🤖 AI Summary
This study investigates how Llama-3, after performing cross-token information routing, can produce the result of three-digit addition relying solely on the final input token. Through causal residual patching and cumulative attention ablation, the authors identify a post-routing boundary around layer 17, beyond which the addition output is governed by the last token and structured numerical directions residing in a low-rank subspace. The work presents the first evidence that numerical directions across different carry contexts are related via approximately orthogonal rotational mappings, enabling precise counterfactual digit editing through rotation-based interventions. Experiments demonstrate that late self-attention layers can be omitted without performance loss, and that cross-context editing capability can be restored via low-rank Procrustes alignment and directional manipulation. Negative control experiments fail to reproduce this effect, confirming the specificity of the identified mechanism.
📝 Abstract
We study three-digit addition in Meta-Llama-3-8B (base) under a one-token readout to characterize how
arithmetic answers are finalized after cross-token routing becomes causally irrelevant.

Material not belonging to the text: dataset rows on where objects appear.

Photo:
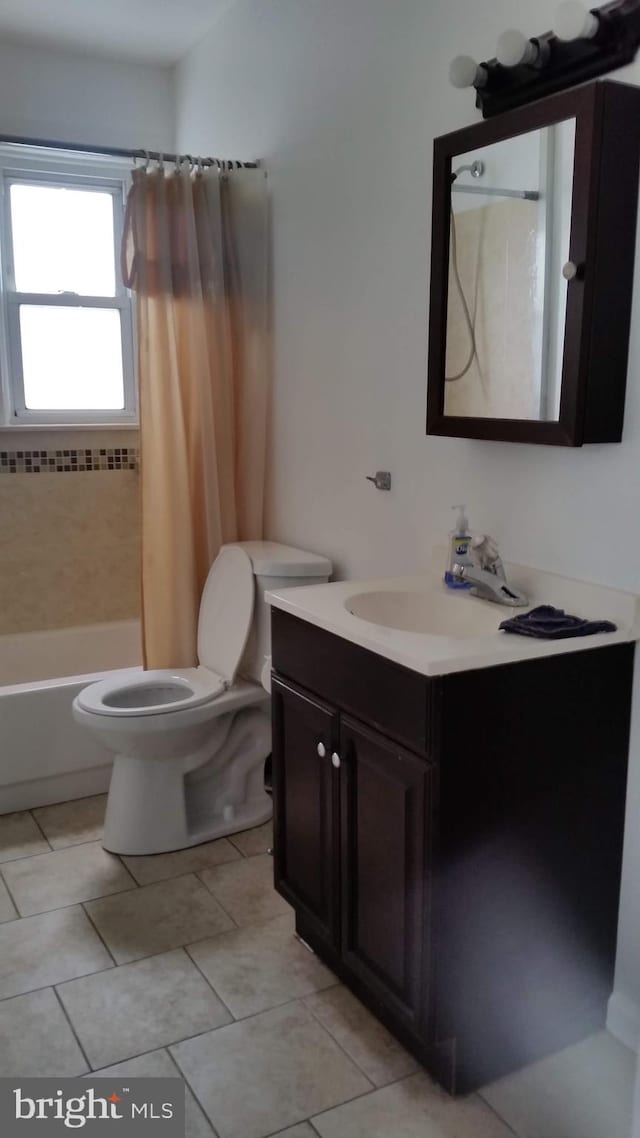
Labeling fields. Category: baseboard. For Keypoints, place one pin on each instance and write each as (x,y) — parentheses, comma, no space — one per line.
(65,788)
(623,1020)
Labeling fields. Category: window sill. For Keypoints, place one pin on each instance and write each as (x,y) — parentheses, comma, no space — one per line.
(56,436)
(6,430)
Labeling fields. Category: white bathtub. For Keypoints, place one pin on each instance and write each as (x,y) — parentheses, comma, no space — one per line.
(44,756)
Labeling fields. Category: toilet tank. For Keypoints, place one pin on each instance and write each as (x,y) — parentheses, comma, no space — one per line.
(275,566)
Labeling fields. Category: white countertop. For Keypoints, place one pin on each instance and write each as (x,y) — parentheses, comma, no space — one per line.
(481,646)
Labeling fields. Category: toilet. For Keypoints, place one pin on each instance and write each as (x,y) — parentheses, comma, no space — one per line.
(190,743)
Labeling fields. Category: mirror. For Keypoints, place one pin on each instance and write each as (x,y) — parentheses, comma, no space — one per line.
(532,270)
(509,240)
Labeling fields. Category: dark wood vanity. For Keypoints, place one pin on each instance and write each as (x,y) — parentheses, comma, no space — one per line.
(452,844)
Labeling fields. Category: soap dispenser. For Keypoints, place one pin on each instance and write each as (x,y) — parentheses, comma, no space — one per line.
(459,549)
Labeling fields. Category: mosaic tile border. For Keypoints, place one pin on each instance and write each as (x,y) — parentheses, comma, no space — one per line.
(57,462)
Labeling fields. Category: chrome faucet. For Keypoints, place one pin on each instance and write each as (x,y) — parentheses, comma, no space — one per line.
(487,576)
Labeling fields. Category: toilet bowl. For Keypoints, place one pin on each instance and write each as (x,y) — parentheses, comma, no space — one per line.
(190,743)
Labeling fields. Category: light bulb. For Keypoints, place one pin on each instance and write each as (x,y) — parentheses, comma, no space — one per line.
(514,49)
(575,22)
(466,72)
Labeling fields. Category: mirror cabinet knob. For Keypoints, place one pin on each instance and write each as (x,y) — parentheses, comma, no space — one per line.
(571,271)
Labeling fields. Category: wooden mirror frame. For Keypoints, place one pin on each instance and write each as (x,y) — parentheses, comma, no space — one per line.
(602,245)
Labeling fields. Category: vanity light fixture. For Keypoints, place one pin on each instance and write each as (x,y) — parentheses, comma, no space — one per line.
(575,22)
(515,50)
(465,72)
(583,44)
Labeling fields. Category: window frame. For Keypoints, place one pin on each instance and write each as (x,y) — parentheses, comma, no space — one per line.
(63,168)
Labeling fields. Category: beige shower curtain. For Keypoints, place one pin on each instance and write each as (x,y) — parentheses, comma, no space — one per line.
(195,253)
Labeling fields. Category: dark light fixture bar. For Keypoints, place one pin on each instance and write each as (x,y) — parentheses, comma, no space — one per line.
(121,153)
(587,42)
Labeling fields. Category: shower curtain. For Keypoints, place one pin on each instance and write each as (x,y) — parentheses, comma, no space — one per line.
(195,253)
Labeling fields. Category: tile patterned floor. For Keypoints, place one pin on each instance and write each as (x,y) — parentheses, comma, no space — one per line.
(187,964)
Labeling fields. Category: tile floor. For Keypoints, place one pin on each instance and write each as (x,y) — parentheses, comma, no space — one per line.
(187,963)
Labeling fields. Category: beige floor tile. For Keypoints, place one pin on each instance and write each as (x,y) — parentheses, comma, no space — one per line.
(162,866)
(303,1131)
(19,836)
(361,1036)
(72,823)
(156,918)
(7,907)
(245,889)
(139,1007)
(160,1065)
(412,1108)
(583,1091)
(260,966)
(48,949)
(269,1072)
(35,1038)
(67,876)
(254,841)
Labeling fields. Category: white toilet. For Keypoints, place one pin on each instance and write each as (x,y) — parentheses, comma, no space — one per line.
(190,743)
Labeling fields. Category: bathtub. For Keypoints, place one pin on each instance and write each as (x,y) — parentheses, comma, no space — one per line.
(44,756)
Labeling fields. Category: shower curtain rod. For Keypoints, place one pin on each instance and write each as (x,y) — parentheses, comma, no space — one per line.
(119,151)
(489,192)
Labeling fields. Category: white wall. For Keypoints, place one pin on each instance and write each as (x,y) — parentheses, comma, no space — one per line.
(343,99)
(74,98)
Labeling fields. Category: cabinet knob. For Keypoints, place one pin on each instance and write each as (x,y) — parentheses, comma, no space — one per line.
(572,271)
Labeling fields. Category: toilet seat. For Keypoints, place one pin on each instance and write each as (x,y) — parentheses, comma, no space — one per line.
(223,626)
(157,692)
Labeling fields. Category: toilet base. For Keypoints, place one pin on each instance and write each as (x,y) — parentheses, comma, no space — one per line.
(156,806)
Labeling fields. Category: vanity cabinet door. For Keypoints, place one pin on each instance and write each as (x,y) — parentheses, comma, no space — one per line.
(305,811)
(386,808)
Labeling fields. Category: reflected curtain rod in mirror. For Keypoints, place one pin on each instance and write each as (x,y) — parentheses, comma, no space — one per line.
(583,44)
(531,289)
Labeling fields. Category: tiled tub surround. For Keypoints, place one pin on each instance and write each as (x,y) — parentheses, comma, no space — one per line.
(68,461)
(70,551)
(187,964)
(46,756)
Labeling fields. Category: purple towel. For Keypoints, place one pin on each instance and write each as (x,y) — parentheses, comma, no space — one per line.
(547,623)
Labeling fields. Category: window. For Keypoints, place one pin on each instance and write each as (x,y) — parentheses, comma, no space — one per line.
(67,319)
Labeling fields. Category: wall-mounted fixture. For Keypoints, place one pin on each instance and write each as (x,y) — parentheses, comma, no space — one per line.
(582,44)
(380,479)
(532,270)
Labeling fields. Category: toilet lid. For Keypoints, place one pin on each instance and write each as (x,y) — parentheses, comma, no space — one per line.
(226,612)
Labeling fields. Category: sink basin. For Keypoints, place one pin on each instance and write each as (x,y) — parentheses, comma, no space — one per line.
(457,616)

Causal residual patching and cumulative attention ablations localize a sharp boundary near layer~17:
beyond it, the decoded sum is controlled almost entirely by the last input token and late-layer self-attention
is largely dispensable.
In this post-routing regime, digit(-sum) direction dictionaries vary with a next-higher-digit context but are
well-related by an approximately orthogonal map inside a shared low-rank subspace (low-rank Procrustes alignment).
Causal digit editing matches this geometry: naive cross-context transfer fails, while rotating directions through the
learned map restores strict counterfactual edits; negative controls do not recover.